Justin Trudeau’s F-35 Fighter Jet Acquisition Is a Miserable Circus

Justin Trudeau’s Liberals have chosen a worst-of-all-worlds approach to Canada’s fighter jet procurement process. Their decisions have wasted time and money, taken for granted the need for defense spending, and resulted in campaign promise reversals.

Lockheed Martin Corp.'s F-35 jet is unveiled in Fort Worth,

Lockheed Martin’s F-35 jet was unveiled in Fort Worth, Texas on July 7, 2006. (Mike Fuentes / Bloomberg via Getty Images)


After years of opposing the purchase of Lockheed Martin’s F-35 Lightning II fighter jets, Canada’s Liberal government has announced their intention to begin negotiations to purchase eighty-eight of the aircraft to replace the country’s CF-18 fleet. The about-face comes twelve years after the Conservative government of former prime minister Stephen Harper undertook, in principle, a sole-source contract to buy sixty-five of the fighters. The decision comes a further two and a half decades after Canada joined the F-35 Joint Strike Fighter development program. The move has drawn criticism from all quarters as a case study in waste, inconsistency, sleight of hand, and defense orthodoxy.

The Liberals either lied about buying the jets or broke a promise not to buy them. Whether you oppose or support their purchase, Justin Trudeau was elected in 2015 on an express promise to walk away from the F-35s and enter into “an open and transparent competition.” Along the way, there have been signs dropped that the promise was always an empty one, such as the flip-flop on the pledge to withdraw from the F-35 Joint Strike Fighter program. Nevertheless, as Mitch Heimpel writes in his “short history of our F-35 debacle,” the Liberal platform stated, “We will not buy the F-35 stealth fighter bomber.”

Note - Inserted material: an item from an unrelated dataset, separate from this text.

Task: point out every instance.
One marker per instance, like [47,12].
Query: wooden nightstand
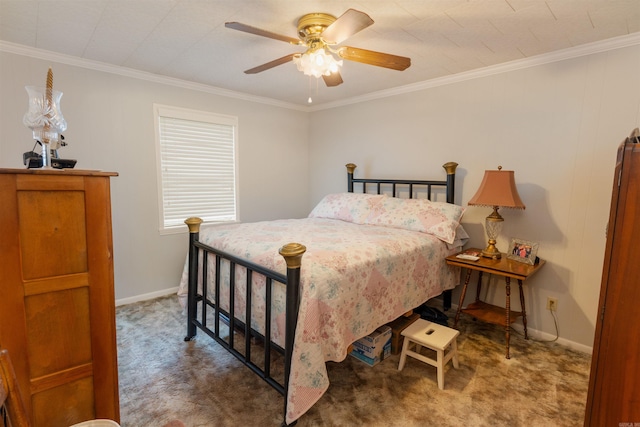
[506,268]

After their election win of 2015, the Liberals temporized, bought dodgy used jets from Australia, and began the procurement process anew before arriving back where they started — a journey from A to B and then back to A again. Except that the return to their starting position was marked by amendments allowing more money to be spent — an estimated but sure-to-climb $19 billion CAD — and, along the way, buying more jets than the Conservatives had planned to.